Dombrowski was notified of the club’s decision by Red Sox Principal Owner John Henry, Chairman Tom Werner, and President & CEO Sam Kennedy.
“Four years ago, we were faced with a critical decision about the direction of the franchise,” said Henry. “We were extraordinarily fortunate to be able to bring Dave in to lead baseball operations. With a World Series Championship and three consecutive American League East titles, he has cemented what was already a Hall of Fame career.”
This ends a four-year tenure at the helm for Dombrowski with the Red Sox, who named him president of baseball operations on August 18, 2015. He has worked in baseball for over 40 years, and is among a handful of executives who have constructed World Series winning teams in both the National and American Leagues.

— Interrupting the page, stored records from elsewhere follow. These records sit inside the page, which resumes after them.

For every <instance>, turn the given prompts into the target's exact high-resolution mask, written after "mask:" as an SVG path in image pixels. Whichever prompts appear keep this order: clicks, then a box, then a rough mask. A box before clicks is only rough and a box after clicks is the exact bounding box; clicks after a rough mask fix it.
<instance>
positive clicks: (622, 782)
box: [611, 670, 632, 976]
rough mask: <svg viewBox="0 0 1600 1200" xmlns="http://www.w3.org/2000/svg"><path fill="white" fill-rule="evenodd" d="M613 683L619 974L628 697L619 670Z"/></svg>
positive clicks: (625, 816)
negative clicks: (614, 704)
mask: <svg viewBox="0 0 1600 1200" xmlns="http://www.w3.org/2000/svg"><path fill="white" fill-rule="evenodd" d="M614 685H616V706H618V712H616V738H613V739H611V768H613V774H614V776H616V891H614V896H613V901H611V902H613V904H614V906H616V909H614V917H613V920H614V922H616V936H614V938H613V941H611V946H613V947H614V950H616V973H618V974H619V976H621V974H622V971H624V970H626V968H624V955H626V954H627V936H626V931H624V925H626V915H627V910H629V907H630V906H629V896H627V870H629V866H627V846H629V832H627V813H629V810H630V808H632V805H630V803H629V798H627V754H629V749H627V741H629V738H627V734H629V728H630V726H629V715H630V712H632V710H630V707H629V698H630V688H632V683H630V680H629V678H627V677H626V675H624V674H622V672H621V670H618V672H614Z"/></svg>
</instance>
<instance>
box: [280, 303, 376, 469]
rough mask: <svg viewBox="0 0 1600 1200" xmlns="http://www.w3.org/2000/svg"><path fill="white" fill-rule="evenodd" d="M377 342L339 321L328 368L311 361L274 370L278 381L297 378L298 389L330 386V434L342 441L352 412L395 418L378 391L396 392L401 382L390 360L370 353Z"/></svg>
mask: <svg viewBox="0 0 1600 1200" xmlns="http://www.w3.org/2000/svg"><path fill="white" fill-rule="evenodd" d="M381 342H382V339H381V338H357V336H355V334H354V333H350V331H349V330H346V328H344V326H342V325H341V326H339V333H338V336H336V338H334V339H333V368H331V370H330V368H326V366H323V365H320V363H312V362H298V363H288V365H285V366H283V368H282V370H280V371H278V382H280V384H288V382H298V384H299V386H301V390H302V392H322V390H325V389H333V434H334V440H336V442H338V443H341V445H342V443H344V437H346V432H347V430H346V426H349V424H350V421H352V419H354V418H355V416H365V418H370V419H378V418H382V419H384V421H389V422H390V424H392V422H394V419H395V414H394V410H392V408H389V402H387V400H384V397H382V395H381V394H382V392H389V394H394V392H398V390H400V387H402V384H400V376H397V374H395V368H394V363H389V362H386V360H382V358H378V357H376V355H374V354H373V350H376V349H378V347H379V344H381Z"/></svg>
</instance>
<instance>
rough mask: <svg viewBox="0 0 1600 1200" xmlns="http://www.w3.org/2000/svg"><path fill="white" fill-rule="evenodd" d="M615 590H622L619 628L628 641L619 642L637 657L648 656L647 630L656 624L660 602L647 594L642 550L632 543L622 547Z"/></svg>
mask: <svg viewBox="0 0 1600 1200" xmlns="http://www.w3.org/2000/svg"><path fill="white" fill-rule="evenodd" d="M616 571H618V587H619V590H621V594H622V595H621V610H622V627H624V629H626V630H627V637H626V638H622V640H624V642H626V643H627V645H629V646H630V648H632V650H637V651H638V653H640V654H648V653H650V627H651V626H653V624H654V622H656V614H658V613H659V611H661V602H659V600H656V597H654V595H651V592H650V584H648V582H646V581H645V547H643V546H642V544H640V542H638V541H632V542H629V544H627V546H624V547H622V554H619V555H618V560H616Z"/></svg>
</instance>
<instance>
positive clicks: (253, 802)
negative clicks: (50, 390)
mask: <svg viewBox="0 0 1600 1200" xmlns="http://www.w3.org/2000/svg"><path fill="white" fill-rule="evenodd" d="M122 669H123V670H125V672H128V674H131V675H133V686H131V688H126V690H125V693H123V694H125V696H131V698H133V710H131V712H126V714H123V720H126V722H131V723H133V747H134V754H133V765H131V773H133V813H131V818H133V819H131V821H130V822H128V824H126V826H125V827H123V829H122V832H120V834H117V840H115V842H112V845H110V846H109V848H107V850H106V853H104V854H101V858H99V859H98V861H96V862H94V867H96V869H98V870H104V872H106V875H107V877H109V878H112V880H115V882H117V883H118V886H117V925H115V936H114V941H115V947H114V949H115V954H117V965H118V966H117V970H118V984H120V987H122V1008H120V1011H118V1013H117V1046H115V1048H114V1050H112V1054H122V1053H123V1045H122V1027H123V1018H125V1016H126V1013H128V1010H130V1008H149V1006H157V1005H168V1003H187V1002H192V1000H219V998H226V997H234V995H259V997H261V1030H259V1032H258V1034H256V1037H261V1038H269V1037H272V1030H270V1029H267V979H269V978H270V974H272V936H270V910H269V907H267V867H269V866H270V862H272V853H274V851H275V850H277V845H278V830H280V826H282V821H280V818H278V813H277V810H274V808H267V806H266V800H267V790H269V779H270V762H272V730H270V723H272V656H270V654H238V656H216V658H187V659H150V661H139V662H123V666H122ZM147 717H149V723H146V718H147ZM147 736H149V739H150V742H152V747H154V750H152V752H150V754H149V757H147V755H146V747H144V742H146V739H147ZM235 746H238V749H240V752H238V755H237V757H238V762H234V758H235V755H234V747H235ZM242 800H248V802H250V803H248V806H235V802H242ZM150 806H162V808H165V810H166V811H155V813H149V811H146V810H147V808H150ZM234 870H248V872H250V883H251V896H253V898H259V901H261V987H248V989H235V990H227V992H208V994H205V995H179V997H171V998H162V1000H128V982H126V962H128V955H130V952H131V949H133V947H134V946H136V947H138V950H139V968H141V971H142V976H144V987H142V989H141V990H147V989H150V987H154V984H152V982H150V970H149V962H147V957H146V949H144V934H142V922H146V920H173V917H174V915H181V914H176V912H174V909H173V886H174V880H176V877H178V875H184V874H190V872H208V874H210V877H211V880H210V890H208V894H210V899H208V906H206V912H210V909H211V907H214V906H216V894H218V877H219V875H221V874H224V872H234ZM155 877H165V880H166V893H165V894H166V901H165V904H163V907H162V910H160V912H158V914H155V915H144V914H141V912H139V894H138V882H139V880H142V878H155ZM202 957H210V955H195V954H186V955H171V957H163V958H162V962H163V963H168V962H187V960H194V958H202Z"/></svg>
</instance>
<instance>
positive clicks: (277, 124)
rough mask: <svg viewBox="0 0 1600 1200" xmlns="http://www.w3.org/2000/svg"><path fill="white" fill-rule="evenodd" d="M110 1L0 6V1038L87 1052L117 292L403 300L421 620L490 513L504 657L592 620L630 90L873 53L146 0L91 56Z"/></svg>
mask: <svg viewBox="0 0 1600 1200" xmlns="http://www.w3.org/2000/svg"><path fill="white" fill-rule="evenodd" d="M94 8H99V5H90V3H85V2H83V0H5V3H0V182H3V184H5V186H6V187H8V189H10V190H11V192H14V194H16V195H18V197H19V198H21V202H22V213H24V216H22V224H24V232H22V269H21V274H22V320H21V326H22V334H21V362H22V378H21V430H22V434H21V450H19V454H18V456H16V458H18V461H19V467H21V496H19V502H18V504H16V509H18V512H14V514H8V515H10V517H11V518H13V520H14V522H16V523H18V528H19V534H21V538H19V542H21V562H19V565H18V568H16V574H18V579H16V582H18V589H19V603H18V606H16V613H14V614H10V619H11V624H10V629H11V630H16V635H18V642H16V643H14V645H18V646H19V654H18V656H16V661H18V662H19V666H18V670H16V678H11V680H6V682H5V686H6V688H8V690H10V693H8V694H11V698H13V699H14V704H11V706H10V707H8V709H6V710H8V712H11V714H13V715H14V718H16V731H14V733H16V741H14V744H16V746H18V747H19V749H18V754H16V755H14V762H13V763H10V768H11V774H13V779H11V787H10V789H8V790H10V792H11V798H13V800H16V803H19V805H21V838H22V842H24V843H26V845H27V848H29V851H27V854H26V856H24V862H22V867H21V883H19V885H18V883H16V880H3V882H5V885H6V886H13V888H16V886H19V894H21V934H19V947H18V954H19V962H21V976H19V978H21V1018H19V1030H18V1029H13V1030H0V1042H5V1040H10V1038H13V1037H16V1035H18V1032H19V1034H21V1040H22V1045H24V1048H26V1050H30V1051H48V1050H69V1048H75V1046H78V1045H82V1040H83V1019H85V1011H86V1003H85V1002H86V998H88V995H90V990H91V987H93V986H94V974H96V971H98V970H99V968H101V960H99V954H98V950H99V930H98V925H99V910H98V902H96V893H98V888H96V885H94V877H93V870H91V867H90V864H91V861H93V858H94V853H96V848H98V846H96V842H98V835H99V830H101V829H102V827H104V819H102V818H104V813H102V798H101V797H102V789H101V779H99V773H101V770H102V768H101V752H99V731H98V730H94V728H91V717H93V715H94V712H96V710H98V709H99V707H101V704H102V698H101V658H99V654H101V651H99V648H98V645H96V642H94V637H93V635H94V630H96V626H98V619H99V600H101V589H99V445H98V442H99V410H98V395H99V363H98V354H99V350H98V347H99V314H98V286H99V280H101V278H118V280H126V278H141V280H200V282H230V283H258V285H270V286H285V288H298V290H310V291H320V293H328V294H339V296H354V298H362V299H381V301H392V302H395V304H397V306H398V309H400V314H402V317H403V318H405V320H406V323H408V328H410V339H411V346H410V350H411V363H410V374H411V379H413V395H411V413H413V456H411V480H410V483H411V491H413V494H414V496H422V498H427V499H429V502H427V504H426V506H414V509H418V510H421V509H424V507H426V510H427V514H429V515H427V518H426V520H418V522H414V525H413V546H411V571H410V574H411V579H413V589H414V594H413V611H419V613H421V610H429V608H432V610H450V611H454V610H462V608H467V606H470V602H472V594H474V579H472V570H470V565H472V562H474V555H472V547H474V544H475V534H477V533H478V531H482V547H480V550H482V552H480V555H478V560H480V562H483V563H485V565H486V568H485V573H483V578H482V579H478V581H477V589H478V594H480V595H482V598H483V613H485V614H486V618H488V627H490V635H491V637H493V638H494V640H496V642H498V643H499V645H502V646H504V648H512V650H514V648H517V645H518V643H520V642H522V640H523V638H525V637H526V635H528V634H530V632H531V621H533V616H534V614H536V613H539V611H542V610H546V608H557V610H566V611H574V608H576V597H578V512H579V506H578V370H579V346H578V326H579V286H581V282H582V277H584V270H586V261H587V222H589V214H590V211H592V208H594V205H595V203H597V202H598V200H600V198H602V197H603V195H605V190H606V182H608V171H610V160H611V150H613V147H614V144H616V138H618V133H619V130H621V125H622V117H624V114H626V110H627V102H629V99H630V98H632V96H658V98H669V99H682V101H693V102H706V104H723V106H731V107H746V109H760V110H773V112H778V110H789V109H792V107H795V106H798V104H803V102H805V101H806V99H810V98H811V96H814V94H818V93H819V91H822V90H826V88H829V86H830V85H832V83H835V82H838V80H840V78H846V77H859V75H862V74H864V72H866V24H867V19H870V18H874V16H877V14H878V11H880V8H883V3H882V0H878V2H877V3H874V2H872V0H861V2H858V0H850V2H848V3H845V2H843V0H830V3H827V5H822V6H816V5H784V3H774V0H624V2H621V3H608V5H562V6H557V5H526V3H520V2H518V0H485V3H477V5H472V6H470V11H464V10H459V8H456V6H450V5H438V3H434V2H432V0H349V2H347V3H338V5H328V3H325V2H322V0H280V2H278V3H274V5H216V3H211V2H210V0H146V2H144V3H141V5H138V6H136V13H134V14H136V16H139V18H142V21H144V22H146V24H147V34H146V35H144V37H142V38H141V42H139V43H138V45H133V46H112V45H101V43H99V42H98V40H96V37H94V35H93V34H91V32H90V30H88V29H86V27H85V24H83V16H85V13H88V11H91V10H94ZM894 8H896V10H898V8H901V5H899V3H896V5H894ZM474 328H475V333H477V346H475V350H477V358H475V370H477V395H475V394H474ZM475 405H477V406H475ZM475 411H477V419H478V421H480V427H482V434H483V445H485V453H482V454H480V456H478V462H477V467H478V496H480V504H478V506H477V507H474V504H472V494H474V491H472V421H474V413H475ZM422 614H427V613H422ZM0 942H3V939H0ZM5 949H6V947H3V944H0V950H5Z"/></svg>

“Dave will hold a special place in franchise history as a key architect of one of the greatest Red Sox teams ever assembled,” said Werner. “His willingness to make bold moves helped deliver our fourth World Series Championship in the 21st century.”
The Red Sox won the American League Eastern Division title in Dombrowski’s first two years (2016 and 2017), but lost both years in the Division Series.
In 2018, they broke through, winning a franchise-best 108 wins on their way to a World Championship, the franchise’s fourth in 15 seasons.
“Dave and I enjoyed a tremendous partnership these past four seasons,” said Kennedy. “His baseball acumen and relentless pursuit of winning produced a season that will long be remembered by all of us.”
In the aftermath of that historic season, it became clear that Dombrowski was not going to give a long-term contract to the team’s closer, Craig Kimbrel.
Though he struggled in the postseason, Kimbrel had 42 saves last season and 108 in his three years in Boston.
This was the one move that doomed this season from the start, as the other options to close – Ryan Brasier, Matt Barnes, Brandon Workman – could not compare and Boston coughed up more games late than any other team in baseball.
Brasier started out as the closer, but it was clear he wasn’t up to the job, as he has pitched to a 5.55 ERA with just seven saves and a record of 2-4.
Barnes then took over the ninth, but he is only marginally better, with an ERA of 4.23, a record of 4-4 and four saves.
Workman became the closer in August after they threw in the towel on Nathan Eovaldi taking over the ninth inning instead of returning to the starting rotation after rehabbing an elbow injury.
In 64 games, Workman has a 2.14 ERA, and a record of 9-1 with 11 saves.
Other Dombrowski moves – such as the David Price signing, which has resulted in an up-and-down tenure in Boston and bringing back the often-injured Eovaldi after a sterling postseason run when he finally put it all together – can be debated many ways, but there is no debate that letting Kimbrel go was a colossal mistake.
However, this is consistent with how the Red Sox have operated after winning championships. They let their ace, Pedro Martinez, and reliable starter Derek Lowe, walk after the 2004 championship, and then fan favorite Johnny Damon walk to the Yankees a year later.
The thing is those moves did not cripple this team like losing Kimbrel did to this group, and how all the games they blew early put this team in a massive hole they could not dig out from under.
In a statement, the Red Sox announced that their search for the next baseball operations leader will begin immediately. During this process, the baseball operations department will be led by Assistant General Managers Brian O’Halloran, Eddie Romero and Zack Scott. In addition, Senior Vice President of Major and Minor League Operations Raquel Ferreira will take on an expanded role within the transition team.